一、请使用A股上市公司季度营收预测数据集《Income Statement.xls》和《Company Operating.xlsx》和《Market Data.xlsx》,以Market Data为主表,将三张表中的TICKER_SYMBOL为600383和600048的信息合并在一起。只需要显示以下字段。
表名 | 字段名 |
---|---|
Income Statement | TICKER_SYMBOL |
Income Statement | END_DATE |
Income Statement | T_REVENUE |
Income Statement | T_COGS |
Income Statement | N_INCOME |
Market Data | TICKER_SYMBOL |
Market Data | END_DATE_ |
Market Data | CLOSE_PRICE |
Company Operating | TICKER_SYMBOL |
Company Operating | INDIC_NAME_EN |
Company Operating | END_DATE |
Company Operating | VALUE |
答案:
SELECT A.`TICKER_SYMBOL`,A.`END_DATE`,A.`CLOSE_PRICE`,
B.`T_REVENUE`,B.`T_COGS`,B.`N_INCOME`,
C.`INDIC_NAME_EN`,C.`VALUE`
FROM `market data` AS A
INNER JOIN `income statement` AS B ON A.`TICKER_SYMBOL`= B.`TICKER_SYMBOL` AND B.`END_DATE`=A.`END_DATE`
INNER JOIN `company operating` AS C ON C.`TICKER_SYMBOL`= A.`TICKER_SYMBOL` AND C.`END_DATE`=A.`END_DATE`
WHERE A.`TICKER_SYMBOL` IN('600383', '600048')
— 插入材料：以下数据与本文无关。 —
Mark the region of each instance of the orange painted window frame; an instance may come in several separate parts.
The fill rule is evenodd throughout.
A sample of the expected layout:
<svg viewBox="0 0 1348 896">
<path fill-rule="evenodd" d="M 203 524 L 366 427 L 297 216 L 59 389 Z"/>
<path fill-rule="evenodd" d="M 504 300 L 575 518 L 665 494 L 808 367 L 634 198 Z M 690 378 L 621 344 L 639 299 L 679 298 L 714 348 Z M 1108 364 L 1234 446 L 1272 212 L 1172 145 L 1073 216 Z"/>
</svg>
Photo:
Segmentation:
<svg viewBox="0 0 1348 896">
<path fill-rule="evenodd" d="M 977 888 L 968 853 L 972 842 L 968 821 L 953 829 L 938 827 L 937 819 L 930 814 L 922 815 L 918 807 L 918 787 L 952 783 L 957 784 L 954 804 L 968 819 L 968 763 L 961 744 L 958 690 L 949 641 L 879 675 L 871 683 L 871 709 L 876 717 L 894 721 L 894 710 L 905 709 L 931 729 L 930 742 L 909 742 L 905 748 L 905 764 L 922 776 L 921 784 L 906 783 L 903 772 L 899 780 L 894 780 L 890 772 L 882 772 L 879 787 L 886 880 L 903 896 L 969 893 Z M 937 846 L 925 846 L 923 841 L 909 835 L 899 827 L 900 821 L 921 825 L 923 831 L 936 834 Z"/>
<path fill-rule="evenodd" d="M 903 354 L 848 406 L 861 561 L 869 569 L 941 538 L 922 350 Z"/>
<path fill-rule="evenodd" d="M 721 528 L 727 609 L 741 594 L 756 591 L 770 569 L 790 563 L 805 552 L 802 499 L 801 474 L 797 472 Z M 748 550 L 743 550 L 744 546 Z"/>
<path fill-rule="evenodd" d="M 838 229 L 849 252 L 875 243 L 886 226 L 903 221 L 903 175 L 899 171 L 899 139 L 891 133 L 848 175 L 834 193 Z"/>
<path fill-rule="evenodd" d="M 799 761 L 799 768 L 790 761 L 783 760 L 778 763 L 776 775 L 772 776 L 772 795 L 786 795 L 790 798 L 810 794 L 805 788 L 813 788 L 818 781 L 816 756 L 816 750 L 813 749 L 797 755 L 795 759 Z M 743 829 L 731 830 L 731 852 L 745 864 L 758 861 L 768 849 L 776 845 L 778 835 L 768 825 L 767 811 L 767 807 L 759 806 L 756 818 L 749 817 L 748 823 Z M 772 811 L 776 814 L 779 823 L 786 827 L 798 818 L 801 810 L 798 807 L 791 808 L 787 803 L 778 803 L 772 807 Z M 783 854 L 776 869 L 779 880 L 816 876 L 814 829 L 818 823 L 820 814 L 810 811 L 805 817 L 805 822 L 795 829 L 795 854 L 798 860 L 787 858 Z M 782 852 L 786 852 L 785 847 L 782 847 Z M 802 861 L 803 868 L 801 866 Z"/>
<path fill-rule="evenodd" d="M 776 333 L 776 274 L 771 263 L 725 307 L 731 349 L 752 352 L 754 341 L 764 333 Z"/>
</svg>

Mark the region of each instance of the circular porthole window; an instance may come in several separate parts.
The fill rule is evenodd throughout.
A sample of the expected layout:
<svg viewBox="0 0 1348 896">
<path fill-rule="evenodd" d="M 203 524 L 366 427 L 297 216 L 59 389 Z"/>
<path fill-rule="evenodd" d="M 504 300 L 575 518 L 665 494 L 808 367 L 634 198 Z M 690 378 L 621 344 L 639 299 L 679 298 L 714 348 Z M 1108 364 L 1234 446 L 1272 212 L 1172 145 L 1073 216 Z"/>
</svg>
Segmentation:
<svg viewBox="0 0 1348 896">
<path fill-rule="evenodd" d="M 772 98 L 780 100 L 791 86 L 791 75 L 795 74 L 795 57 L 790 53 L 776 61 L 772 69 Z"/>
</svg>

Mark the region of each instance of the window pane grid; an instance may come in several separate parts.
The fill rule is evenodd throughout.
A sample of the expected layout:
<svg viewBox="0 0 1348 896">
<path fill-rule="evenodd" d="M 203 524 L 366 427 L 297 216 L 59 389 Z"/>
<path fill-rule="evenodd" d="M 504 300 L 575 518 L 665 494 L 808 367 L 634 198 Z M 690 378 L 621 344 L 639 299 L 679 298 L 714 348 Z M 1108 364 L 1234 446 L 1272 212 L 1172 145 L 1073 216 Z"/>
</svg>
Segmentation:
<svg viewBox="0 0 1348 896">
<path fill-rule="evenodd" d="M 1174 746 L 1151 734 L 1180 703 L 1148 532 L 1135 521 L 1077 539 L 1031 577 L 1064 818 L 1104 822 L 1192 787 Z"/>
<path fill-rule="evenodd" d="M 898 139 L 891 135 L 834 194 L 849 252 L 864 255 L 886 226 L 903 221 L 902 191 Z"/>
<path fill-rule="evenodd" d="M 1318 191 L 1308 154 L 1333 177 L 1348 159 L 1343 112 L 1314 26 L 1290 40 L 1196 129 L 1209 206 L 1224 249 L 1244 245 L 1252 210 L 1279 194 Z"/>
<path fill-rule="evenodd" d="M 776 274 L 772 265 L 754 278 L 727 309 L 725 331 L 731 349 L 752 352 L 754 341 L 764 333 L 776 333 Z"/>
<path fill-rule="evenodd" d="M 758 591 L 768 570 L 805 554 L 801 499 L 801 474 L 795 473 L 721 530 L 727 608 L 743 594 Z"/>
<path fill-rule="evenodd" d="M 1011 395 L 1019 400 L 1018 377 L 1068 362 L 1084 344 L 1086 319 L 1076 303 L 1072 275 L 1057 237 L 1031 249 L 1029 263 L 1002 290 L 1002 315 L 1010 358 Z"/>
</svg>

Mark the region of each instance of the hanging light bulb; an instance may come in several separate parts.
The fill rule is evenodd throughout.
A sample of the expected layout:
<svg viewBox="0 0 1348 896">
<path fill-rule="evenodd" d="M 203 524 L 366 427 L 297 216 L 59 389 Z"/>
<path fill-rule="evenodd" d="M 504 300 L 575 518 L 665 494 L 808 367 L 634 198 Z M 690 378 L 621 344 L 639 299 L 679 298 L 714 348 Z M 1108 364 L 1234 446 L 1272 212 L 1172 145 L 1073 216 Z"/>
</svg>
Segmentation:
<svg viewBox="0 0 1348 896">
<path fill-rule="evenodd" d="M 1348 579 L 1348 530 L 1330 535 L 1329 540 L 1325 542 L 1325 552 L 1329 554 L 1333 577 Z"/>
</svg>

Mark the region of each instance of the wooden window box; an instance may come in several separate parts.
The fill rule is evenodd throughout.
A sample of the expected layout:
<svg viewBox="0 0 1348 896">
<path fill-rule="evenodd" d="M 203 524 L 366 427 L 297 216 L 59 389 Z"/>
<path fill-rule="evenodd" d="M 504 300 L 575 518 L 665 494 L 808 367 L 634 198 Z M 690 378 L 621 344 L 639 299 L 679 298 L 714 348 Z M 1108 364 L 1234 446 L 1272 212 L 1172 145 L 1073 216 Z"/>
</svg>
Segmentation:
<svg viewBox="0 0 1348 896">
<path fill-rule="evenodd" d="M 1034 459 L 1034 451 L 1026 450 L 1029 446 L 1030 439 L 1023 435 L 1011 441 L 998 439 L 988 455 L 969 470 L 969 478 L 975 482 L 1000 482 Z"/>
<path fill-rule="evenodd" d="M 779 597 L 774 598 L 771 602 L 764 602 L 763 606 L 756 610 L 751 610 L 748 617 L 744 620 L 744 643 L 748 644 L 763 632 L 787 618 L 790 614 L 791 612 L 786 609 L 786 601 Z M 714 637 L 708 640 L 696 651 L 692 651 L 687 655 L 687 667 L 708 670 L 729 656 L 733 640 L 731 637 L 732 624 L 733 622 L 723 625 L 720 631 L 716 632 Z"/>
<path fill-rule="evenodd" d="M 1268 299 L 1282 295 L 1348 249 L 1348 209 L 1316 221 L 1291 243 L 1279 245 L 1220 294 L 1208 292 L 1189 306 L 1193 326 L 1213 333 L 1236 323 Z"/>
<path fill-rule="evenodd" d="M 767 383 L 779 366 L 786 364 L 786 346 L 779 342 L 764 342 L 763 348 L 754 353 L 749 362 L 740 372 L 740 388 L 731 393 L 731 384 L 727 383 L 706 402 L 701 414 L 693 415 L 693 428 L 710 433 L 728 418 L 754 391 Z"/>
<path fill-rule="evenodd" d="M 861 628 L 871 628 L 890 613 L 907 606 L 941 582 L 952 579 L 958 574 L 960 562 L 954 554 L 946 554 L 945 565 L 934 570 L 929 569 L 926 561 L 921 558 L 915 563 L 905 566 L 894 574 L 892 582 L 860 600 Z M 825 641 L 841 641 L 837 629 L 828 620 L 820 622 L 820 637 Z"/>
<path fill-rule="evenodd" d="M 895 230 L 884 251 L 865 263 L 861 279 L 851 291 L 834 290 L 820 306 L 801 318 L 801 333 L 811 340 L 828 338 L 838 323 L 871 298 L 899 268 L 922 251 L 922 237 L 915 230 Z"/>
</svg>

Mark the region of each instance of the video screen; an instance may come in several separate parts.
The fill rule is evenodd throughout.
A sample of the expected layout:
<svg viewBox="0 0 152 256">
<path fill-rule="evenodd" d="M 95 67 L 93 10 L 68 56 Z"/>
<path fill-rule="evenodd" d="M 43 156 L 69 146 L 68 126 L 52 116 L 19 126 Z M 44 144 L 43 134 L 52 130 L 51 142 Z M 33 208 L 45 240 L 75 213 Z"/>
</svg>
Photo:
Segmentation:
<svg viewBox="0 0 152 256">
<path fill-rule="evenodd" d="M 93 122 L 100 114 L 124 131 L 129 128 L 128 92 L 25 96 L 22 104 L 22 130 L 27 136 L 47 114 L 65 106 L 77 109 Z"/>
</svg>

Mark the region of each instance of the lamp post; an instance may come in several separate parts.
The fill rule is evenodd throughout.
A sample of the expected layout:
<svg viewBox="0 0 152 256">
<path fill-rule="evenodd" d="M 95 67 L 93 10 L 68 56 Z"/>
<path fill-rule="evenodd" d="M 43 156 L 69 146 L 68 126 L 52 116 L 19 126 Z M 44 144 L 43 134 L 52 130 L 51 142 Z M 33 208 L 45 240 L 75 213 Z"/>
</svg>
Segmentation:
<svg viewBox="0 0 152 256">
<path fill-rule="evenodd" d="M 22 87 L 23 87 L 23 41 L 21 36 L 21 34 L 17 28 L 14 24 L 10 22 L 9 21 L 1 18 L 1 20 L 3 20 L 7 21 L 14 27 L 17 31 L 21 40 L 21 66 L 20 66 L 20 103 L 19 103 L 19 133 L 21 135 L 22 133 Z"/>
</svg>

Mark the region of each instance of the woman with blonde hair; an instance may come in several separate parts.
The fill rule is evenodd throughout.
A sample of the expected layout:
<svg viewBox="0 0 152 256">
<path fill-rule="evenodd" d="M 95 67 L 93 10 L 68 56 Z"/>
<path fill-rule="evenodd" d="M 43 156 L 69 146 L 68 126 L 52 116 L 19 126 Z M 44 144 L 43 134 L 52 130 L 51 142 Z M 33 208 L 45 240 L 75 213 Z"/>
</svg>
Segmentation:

二、请使用 Wine Quality Data 数据集《winequality-red.csv》,找出 pH=3.03的所有红葡萄酒,然后,对其 citric acid 进行中式排名(相同排名的下一个名次应该是下一个连续的整数值。换句话说,名次之间不应该有“间隔”)
SELECT PH,`citric acid`,DENSE_RANK() OVER
(ORDER BY `citric acid`) DENSE
FROM `winequality-red`
WHERE `pH`= '3.03'
三、 使用Coupon Usage Data for O2O中的数据集《ccf_offline_stage1_test_revised.csv》,试分别找出在2016年7月期间,发放优惠券总金额最多和发放优惠券张数最多的商家。只考虑满减的金额,不考虑打几折的优惠券。
#发放优惠券总金额最多
select `Merchant_id` , COUNT(*) as num FROM `ccf_offline_stage1_test_revised`
WHERE `Date_received` BETWEEN '2016-07-01' AND '2016-07-31'
group by `Merchant_id`
ORDER BY num desc LIMIT 1;
#发放优惠券张数最多的商家
SELECT `Merchant_id` , SUM( CAST(SUBSTRING_INDEX(`Discount_rate`, ':', -1) AS SIGNED)) as Discount_value FROM `ccf_offline_stage1_test_revised`
WHERE `Date_received` BETWEEN '2016-07-01' AND '2016-07-31'
GROUP BY `Merchant_id` ORDER BY Discount_value DESC
LIMIT 1;
四、请使用A股上市公司季度营收预测中的数据集《Macro&Industry.xlsx》中的sheet-INDIC_DATA,请计算全社会用电量:第一产业:当月值在2015年用电最高峰是发生在哪月?并且相比去年同期增长/减少了多少个百分比?
#当月值在2015年用电最高峰
SELECT period_date ,MAX(data_value) MAX_value from `macro industry` WHERE YEAR(period_date)=2015 AND INDIC_ID='2020101522'
GROUP BY period_date
order by MAX_value desc
LIMIT 1;
#相比去年同期增长/减少了多少个百分比
SELECT A.month,A.MAX_value NOWYEAR,B.MAX_value OLDYEAR, ((A.MAX_value-B.MAX_value)/B.MAX_value) CURRENT_VALUE FROM
(SELECT MONTH(period_date) month ,MAX(data_value) MAX_value from `macro industry` WHERE YEAR(period_date)=2015 AND INDIC_ID='2020101522'
GROUP BY period_date
order by MAX_value desc
LIMIT 1) as a
LEFT JOIN
(SELECT MONTH(period_date) month ,MAX(data_value) MAX_value from `macro industry` WHERE YEAR(period_date)=2014 AND INDIC_ID='2020101522'
GROUP BY period_date
order by MAX_value desc
LIMIT 1) as b
on a.month=b.month
五、
使用Coupon Usage Data for O2O中的数据集《ccf_online_stage1_train.csv》,试统计在2016年6月期间,线上总体优惠券弃用率为多少?并找出优惠券弃用率最高的商家。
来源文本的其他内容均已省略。